Brain stem auditory evoked response

The brain stem auditory evoked response (BAER), or brain stem auditory evoked potential (BAEP), is an objective measure of hearing. The test identifies the presence or absence of hearing and progressive changes in hearing. Subjective determination of partial hearing loss is possible. Electrodes placed on standard sites of the head record responses to an auditory stimulus generated in one ear. Sound is generated as a series of clicks, and the contralateral ear is excluded by the presentation of white noise. The position of electrodes, stimulus intensity, and body temperature can also alter the waves produced. Electrode position is standardized and the sound generated, or stimulus intensity is presented over a range of decibels; the rate of presentation remains constant. The waves generated are subjectively and objectively evaluated. Wave I corresponds to cranial nerve VIII; wave II represents the cochlear nucleus and intracranial, extramedullary portion of cranial nerve VIII. Wave III corresponds to the dorsal nucleus of the trapezoid body, and waves IV and V originate in the rostral pons and caudal colliculi, respectively.

Wave latencies and amplitudes are used to assess hearing and conduction of impulses through the brain stem, making brain stem auditory evoked response testing valuable not only in the diagnosis of hearing loss but also for evaluation of brain stem lesions. Most pets do not require sedation or anesthesia for the procedure, which is beneficial because both cause changes in wave latency. Wave latencies and amplitudes vary with the intensity and rate of delivery of the sound. In general, amplitude increases and latency decreases with increasing sound intensity. Interpeak latencies are used to evaluate conduction in the brain stem, which should not change with stimulus intensity.
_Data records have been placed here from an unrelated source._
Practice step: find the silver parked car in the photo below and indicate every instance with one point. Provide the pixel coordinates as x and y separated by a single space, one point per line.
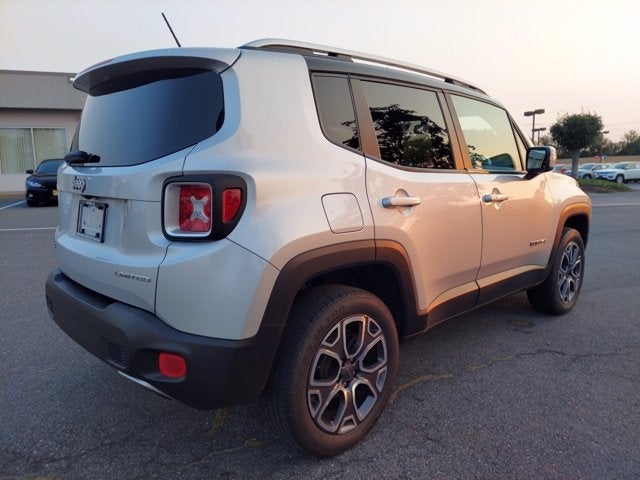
271 220
621 172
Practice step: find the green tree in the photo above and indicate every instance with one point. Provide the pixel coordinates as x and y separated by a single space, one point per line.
576 132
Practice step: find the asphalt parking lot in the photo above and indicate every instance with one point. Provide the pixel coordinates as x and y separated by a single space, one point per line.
499 393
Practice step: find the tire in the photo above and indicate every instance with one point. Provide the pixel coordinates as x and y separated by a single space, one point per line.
335 370
559 292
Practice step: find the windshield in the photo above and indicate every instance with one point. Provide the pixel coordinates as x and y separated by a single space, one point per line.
139 123
49 166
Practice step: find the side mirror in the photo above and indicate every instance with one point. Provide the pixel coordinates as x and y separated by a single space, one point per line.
541 159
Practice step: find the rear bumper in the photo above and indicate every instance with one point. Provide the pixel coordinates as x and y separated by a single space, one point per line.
220 372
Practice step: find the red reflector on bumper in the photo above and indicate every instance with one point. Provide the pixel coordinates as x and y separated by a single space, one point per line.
231 202
172 365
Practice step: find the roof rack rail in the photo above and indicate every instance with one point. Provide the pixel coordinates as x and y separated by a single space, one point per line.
279 44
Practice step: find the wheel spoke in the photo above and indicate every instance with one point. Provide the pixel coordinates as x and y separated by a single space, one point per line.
348 374
570 272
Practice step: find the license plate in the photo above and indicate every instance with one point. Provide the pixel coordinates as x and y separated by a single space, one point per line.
91 218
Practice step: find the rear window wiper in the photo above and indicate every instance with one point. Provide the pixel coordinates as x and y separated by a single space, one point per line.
80 156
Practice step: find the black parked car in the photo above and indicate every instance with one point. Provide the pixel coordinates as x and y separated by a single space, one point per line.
42 185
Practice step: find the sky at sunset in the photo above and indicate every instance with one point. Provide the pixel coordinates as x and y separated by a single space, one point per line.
566 56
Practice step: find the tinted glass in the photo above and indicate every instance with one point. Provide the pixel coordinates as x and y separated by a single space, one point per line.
409 125
335 108
49 166
136 125
488 134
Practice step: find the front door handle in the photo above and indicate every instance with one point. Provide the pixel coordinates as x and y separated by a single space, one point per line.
391 202
494 198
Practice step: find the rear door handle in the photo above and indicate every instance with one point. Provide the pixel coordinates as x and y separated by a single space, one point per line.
391 202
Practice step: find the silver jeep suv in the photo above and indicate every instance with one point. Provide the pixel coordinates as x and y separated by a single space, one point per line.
269 221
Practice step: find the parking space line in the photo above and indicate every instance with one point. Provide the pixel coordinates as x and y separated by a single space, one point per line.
26 229
12 205
615 204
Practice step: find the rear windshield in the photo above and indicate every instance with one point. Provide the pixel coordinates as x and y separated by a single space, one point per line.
139 124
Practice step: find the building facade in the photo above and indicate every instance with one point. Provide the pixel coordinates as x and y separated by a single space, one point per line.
39 113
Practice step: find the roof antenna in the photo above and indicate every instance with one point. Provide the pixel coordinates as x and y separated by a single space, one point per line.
171 29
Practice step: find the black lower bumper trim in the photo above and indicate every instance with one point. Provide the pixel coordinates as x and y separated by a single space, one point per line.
219 372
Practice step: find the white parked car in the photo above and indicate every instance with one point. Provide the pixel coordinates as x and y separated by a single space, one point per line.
588 170
621 172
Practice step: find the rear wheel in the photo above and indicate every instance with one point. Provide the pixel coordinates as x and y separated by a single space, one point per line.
335 371
559 292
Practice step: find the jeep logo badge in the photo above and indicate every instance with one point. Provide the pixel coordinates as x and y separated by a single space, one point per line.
79 184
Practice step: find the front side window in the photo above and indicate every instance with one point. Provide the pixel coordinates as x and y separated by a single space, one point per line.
488 134
335 109
409 126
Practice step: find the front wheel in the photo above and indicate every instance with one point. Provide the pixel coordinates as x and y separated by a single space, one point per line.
559 292
335 371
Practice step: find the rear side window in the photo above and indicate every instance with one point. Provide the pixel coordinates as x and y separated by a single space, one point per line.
144 122
335 109
409 126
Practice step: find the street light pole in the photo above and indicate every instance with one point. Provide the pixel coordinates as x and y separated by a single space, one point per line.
533 113
542 129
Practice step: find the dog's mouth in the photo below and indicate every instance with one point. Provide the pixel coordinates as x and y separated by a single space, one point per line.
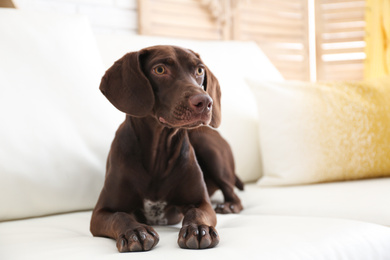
187 124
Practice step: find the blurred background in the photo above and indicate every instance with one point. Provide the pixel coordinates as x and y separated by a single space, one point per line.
304 39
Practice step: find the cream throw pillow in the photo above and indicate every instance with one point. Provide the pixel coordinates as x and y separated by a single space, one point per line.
321 132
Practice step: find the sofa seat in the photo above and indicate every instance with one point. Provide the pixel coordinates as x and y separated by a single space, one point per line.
277 223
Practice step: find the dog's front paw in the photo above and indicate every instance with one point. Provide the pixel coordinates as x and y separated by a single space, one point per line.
143 238
198 237
229 207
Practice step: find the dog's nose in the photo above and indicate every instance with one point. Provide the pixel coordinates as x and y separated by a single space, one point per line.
201 103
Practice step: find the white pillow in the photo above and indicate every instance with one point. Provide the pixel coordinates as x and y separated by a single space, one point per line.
325 131
56 127
231 62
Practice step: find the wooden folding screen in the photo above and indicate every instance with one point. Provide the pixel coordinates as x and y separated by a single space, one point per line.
340 30
280 27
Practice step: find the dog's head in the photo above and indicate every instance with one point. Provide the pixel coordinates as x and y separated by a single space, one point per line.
170 83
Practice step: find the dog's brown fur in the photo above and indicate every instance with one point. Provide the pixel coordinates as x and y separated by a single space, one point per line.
164 161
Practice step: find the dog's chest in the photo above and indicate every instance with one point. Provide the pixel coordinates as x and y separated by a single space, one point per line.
154 212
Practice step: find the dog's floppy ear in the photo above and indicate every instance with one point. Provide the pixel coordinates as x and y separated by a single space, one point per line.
212 87
126 86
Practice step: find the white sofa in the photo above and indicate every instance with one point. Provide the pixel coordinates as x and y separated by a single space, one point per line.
56 129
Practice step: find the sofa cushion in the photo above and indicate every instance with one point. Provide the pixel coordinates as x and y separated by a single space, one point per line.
321 132
242 237
231 62
56 127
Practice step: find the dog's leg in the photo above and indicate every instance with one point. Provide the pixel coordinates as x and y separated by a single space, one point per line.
130 235
198 230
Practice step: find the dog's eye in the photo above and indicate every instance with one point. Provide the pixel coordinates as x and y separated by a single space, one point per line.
159 70
199 71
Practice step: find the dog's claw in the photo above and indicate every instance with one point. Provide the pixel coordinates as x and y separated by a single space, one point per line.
228 207
198 237
140 239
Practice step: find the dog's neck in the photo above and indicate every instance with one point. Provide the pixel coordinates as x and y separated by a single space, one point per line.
161 145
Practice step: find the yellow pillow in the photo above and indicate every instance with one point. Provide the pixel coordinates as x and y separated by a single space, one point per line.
321 132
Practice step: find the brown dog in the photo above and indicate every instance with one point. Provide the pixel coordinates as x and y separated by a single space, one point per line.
155 165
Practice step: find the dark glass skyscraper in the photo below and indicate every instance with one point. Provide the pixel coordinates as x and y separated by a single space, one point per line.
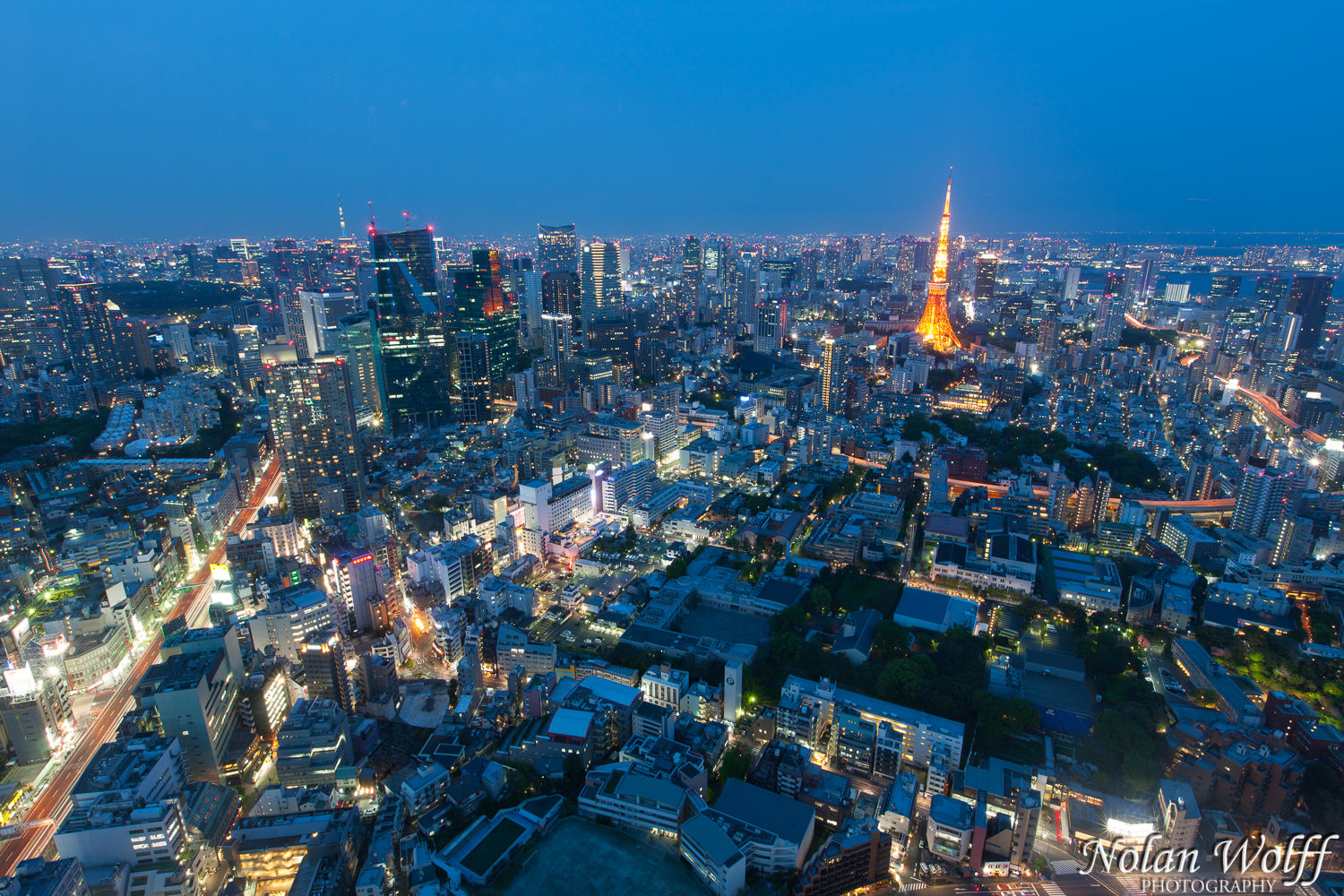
483 306
409 323
693 274
312 416
561 293
556 249
89 335
1309 297
601 284
1271 292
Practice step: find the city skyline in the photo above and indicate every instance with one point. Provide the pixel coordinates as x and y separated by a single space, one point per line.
819 120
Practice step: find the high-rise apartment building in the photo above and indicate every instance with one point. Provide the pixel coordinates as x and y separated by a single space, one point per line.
561 293
483 306
312 416
693 274
473 375
1261 498
771 325
1271 292
1110 324
89 335
355 344
556 249
986 273
831 397
599 288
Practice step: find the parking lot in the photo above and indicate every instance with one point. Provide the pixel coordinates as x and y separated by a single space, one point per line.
1166 678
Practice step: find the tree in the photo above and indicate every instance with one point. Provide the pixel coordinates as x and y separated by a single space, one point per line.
903 678
820 600
890 638
736 763
574 772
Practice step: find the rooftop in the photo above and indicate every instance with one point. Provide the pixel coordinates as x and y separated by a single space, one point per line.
765 809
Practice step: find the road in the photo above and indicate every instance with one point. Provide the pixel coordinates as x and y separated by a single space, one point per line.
50 807
1271 408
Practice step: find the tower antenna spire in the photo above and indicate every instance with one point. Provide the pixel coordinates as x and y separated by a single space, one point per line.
935 324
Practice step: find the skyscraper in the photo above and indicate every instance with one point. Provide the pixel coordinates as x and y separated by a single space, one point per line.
771 324
556 347
409 330
1309 297
89 333
473 375
483 306
1271 292
831 398
1069 279
320 312
355 344
561 293
599 274
693 274
556 249
1110 324
246 354
1047 344
1115 284
986 271
312 417
558 338
935 325
1225 287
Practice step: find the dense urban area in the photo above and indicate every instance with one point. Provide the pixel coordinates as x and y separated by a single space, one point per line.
811 564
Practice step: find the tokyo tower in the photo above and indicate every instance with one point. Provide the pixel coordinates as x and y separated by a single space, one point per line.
933 324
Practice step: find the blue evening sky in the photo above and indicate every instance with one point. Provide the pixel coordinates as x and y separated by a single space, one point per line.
180 118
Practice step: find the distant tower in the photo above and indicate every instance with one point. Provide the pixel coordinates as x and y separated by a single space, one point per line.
933 324
831 400
731 691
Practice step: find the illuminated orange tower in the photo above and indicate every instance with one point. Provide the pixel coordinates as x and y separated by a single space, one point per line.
933 324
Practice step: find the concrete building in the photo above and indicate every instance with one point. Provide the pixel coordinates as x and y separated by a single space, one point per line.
314 745
196 696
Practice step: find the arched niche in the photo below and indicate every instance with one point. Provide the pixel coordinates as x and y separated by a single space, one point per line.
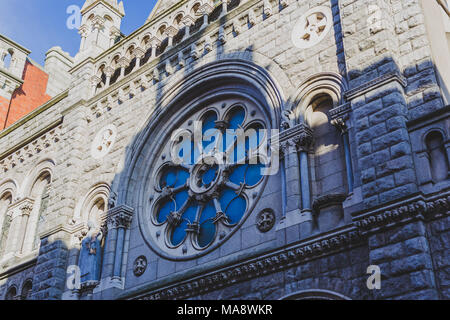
40 194
329 162
94 205
437 156
6 200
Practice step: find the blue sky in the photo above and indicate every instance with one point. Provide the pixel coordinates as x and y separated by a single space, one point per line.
39 25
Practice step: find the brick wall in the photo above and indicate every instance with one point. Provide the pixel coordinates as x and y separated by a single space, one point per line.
29 96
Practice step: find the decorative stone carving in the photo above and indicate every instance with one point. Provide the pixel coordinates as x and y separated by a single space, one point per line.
312 27
21 156
265 220
139 266
277 261
90 256
418 208
103 142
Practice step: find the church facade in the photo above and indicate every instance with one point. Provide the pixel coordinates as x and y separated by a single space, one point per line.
231 149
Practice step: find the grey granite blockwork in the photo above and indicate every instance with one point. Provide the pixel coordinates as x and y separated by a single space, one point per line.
353 97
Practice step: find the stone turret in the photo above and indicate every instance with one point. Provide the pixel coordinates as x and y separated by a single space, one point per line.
100 26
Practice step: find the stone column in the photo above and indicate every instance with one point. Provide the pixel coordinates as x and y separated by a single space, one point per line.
26 209
205 9
155 43
119 220
113 35
97 23
94 83
341 125
295 143
187 22
303 141
139 53
170 32
108 72
83 31
123 63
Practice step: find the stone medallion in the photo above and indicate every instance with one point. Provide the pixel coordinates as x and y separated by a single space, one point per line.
265 220
139 266
103 142
312 27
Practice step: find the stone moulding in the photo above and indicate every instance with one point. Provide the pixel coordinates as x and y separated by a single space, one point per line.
375 83
328 199
258 267
417 208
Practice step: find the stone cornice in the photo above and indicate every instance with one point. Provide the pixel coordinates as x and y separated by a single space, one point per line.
19 268
34 113
256 267
32 138
419 207
375 83
9 76
15 44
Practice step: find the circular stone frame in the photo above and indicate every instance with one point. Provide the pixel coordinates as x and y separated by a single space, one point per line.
304 21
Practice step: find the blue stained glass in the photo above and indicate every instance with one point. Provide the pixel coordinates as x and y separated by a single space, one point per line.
233 206
236 118
236 210
179 234
209 122
166 208
181 198
207 227
173 178
210 175
253 175
237 176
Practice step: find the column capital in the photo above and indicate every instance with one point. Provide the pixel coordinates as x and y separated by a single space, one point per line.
170 31
155 42
98 22
120 217
83 31
95 80
124 62
109 71
205 8
187 20
139 52
21 208
340 124
300 136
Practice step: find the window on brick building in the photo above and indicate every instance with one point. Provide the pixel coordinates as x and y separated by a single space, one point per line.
5 221
437 156
39 192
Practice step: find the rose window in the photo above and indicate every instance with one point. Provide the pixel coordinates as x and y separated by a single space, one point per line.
207 178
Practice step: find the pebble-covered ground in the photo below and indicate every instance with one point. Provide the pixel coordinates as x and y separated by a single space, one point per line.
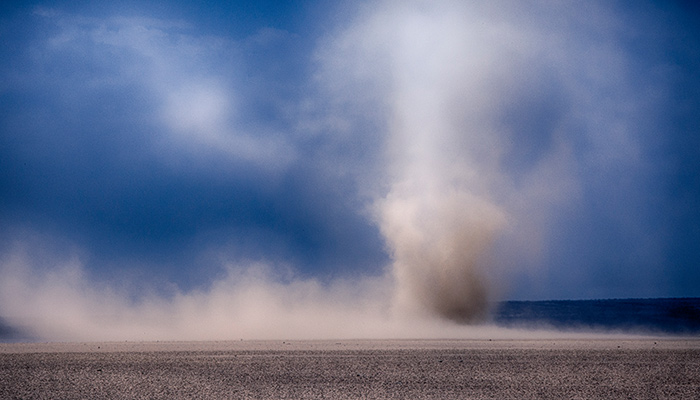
470 369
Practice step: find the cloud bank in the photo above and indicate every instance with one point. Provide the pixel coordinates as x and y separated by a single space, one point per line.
390 176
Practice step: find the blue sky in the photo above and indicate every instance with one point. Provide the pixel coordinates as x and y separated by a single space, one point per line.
507 150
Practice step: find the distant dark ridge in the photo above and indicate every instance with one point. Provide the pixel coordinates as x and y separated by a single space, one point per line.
679 316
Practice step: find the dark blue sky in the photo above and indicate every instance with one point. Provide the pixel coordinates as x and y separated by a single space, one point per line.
168 140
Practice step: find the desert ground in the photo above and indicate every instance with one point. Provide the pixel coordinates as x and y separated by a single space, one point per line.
613 368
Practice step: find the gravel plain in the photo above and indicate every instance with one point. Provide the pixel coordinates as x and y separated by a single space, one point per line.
656 368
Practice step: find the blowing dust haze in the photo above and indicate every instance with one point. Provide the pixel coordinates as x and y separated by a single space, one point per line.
391 172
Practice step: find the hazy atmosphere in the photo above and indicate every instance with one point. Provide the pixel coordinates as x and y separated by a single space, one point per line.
184 170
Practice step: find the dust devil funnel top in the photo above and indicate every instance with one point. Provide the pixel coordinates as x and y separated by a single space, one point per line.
436 216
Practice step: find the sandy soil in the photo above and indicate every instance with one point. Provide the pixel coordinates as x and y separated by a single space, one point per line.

Conductive deafness reduces the intensity of sound reaching the inner ear. A lack of air-conducted hearing in the presence of bony-conducted hearing is diagnostic of conductive deafness during brain stem auditory evoked response. The hearing threshold is usually increased when sound is presented through air conduction, but bony-conducted hearing should remain intact. Increased hearing threshold may be accompanied by decreased wave amplitude and increased wave latency in cases of severe otitis externa. Sensorineural deafness alters the appearance of the brain stem auditory evoked response, depending on the site of the lesion. Alteration of waveforms, increased hearing threshold, or complete abolition of waveforms may be present in animals with sensorineural deafness.